Eating Schedule: When making menus, especially if you work at home, remember that your menus aren’t just for dinner anymore. We now have three meals and two snacks. Breakfast at our house is easy; no one wants me cooking until I am certified as awake. Cereal or protein bars are the most frequent menu item.
If, like in our household, the idea behind the menus is to get our weight back into the healthy category, care has to be taken with the snacks. Cookies don’t count (though they are often preferred). We use fruits, vegetables and nuts most of the time. Sometimes we have cheese and crackers. For us, the biggest difficulty is in the snack food department.
Making a List: As you write down the items in your menu, make a grocery list. You may want to do this in the kitchen so you can check the pantry for needed items. If you make it by the recipe instead of off the top of your head you’re likely to find that all the ingredients are in the house at the time of the meal. Believe me…I’ve done it both ways.

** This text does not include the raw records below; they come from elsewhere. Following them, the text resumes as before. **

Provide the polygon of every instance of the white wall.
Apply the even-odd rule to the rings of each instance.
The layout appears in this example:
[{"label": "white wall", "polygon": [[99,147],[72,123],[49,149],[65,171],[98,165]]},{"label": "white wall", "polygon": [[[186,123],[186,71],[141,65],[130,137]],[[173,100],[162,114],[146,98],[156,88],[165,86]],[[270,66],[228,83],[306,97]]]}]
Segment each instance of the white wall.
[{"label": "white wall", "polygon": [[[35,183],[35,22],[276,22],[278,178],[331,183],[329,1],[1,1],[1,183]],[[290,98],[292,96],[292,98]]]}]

Read! This is something important. As we both work from home, many of our meals need to be prepared fairly quickly, and sometimes not by me. Like the frozen pizza, it’s easy to look at all the meal-in-a-box, just add meat items. In less than half an hour dinner can be on the table…but what about the calories, fat, sodium and other problems? If it can’t fit your needs, don’t buy it.
Menus aren’t the only answer in our quest to lose weight. However, they are bound to be useful. The calorie calculators mentioned above can help us make sure that what we have for dinner doesn’t overdo the calorie deficit as well as ensure we actually have one.